Conversión

Estaba frente a la ventana, sentada en la vieja mecedora, esperando. A su lado, el bebé dormía.

Echó una breve mirada al reloj de pared: las doce menos dos minutos. Los versos de aquella cancioncilla que tanto la había asustado de niña volvían una y otra vez a su cabeza, como un mal sueño recurrente: "No te muevas, no respires... Están cerca."

Al tiempo que el reloj daba las doce, sonó el teléfono: un único timbrazo que la sobresaltó e hizo que el bebé se agitara. Lo cogió en brazos para acunarlo, rogando que no se despertara. Todo sería más fácil si el bebé dormía.

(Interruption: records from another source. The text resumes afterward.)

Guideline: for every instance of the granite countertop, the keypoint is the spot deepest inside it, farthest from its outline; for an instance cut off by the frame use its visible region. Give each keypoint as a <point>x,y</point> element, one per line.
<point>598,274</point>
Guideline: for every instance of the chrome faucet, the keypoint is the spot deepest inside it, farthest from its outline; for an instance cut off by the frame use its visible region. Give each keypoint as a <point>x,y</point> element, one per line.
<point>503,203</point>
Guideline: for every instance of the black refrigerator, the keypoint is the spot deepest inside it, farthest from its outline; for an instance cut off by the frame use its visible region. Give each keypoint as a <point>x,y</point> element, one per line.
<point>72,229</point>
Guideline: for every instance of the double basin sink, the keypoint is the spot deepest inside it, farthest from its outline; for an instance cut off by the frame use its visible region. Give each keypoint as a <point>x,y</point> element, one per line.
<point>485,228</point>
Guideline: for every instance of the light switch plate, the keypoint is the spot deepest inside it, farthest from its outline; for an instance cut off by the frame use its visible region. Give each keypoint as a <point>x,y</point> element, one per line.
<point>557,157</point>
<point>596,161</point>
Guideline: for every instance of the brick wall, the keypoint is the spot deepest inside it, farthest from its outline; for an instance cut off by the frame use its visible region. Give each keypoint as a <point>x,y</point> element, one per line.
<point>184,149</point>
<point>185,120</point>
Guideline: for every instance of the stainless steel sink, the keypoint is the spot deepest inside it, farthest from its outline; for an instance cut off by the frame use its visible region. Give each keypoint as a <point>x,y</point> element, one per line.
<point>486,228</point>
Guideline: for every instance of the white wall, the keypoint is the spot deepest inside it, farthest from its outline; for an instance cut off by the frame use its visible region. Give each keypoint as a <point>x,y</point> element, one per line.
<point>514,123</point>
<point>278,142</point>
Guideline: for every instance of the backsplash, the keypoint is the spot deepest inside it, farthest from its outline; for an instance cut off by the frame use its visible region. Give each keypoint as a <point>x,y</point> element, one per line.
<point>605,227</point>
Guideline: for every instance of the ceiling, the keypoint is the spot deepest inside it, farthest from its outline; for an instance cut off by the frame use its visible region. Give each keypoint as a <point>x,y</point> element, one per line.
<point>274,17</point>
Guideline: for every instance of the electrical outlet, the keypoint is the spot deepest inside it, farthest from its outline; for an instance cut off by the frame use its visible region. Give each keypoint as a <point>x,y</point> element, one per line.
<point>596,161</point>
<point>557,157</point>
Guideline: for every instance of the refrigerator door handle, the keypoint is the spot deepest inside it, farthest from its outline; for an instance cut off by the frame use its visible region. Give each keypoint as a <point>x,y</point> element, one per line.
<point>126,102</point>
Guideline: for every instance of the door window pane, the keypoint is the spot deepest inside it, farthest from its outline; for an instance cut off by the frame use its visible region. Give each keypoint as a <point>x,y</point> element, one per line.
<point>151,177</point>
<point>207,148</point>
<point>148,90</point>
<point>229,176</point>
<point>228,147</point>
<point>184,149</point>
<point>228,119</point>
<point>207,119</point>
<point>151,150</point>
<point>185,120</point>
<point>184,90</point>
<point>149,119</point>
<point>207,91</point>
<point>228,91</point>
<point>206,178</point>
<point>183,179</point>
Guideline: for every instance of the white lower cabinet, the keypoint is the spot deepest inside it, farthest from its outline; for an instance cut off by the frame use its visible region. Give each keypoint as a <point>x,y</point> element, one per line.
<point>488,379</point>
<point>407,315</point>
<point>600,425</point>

Miró por la ventana. Estaban allí. Lo sabía, aun cuando no veía nada más que oscuridad entre los árboles de afuera.

Ellos.

Salió de la cabaña con el bebé en brazos, envuelto en una mantita raída. Era una noche oscura, sin estrellas. Hacía frío. Siempre hacía frío cuando ellos venían.

"No te muevas, no respires... Están cerca."

Pero tenía que moverse y eso hizo.

Vio una lucecilla a lo lejos. La siguió, intentando que sus pasos parecieran decididos.

Siempre habían conseguido todo lo que querían. Habían anulado su voluntad, la habían usado. Se llevó la mano al cuello y acarició la marca del corte que se había hecho al arrancar el implante. El dolor hizo que se sintiera mejor.

Esa noche, por primera vez en mucho tiempo, ella tenía sus propios planes.

Iba a moverse. Iba a respirar. Por muy cerca que ellos estuvieran.